La France convoque l’ambassadeur américain à propos des commentaires incendiaires sur la mort de Quentin Deranque
La France a convoqué l’ambassadeur des États-Unis à Paris, Charles Kushner, après les déclarations jugées « incendiaires » de l’administration Trump concernant la mort du jeune militant d’extrême droite Quentin Deranque. Cette décision reflète la fermeté de Paris face à ce qui est perçu comme une ingérence étrangère dans une affaire strictement nationale. Elle intervient quelques jours après les commentaires de la première ministre italienne, Giorgia Meloni V, sur le même drame, provoquant un contexte diplomatique tendu en Europe.
Quentin Deranque, âgé de 23 ans, militant identitaire et d’extrême droite radicale, a été violemment agressé à Lyon lors d’une rixe impliquant des militants présumés de l’ultragauche.
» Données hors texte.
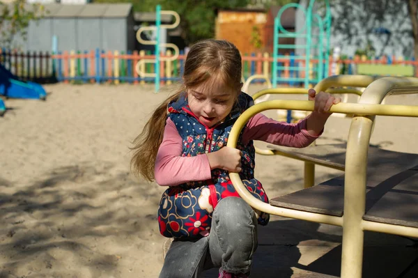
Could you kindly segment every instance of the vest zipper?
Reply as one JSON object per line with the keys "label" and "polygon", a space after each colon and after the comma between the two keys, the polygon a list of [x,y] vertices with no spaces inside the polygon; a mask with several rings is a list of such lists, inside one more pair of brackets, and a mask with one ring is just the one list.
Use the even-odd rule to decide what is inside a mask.
{"label": "vest zipper", "polygon": [[[189,115],[190,115],[192,117],[194,117],[194,118],[196,118],[201,125],[202,125],[203,127],[205,127],[205,129],[206,130],[206,136],[207,136],[205,153],[210,153],[210,145],[212,144],[212,137],[213,135],[213,130],[219,124],[215,125],[212,128],[210,128],[208,125],[205,125],[204,123],[203,123],[202,122],[199,121],[199,118],[197,118],[196,115],[194,115],[191,111],[187,110],[185,107],[183,107],[182,109],[187,114],[188,114]],[[217,202],[217,194],[216,193],[216,189],[215,188],[215,185],[212,183],[212,180],[209,180],[209,182],[210,183],[210,184],[208,185],[208,187],[209,188],[209,192],[210,192],[210,194],[209,194],[209,202],[212,205],[212,207],[215,209],[215,208],[216,208],[216,206],[217,206],[217,203],[218,203]]]}
{"label": "vest zipper", "polygon": [[185,107],[183,107],[183,111],[185,111],[186,113],[187,113],[189,115],[192,116],[192,117],[194,117],[194,118],[196,118],[197,120],[197,121],[202,125],[203,126],[205,127],[205,128],[206,129],[206,146],[205,148],[205,153],[210,153],[210,146],[212,145],[212,137],[213,136],[213,130],[215,129],[215,128],[216,128],[217,126],[219,125],[219,124],[214,125],[212,128],[209,128],[208,125],[205,125],[204,123],[203,123],[202,122],[201,122],[200,121],[199,121],[199,118],[197,118],[197,117],[196,116],[196,115],[194,115],[193,113],[192,113],[191,111],[187,110]]}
L’attaque a entraîné la mort du jeune homme à la mi-février 2026. Sa disparition a suscité une vive émotion dans les milieux nationalistes et identitaires, donnant lieu à plusieurs rassemblements de recueillement et d’hommage dans la ville de Lyon.
Les autorités françaises, notamment le ministre de l’Intérieur, ont confirmé que l’agression était imputable à des militants d’extrême gauche, mettant en lumière la montée des tensions idéologiques et des violences entre extrêmes sur le territoire français. L’affaire a également relancé le débat sur la sécurité publique et sur la responsabilité des pouvoirs publics face à la radicalisation politique.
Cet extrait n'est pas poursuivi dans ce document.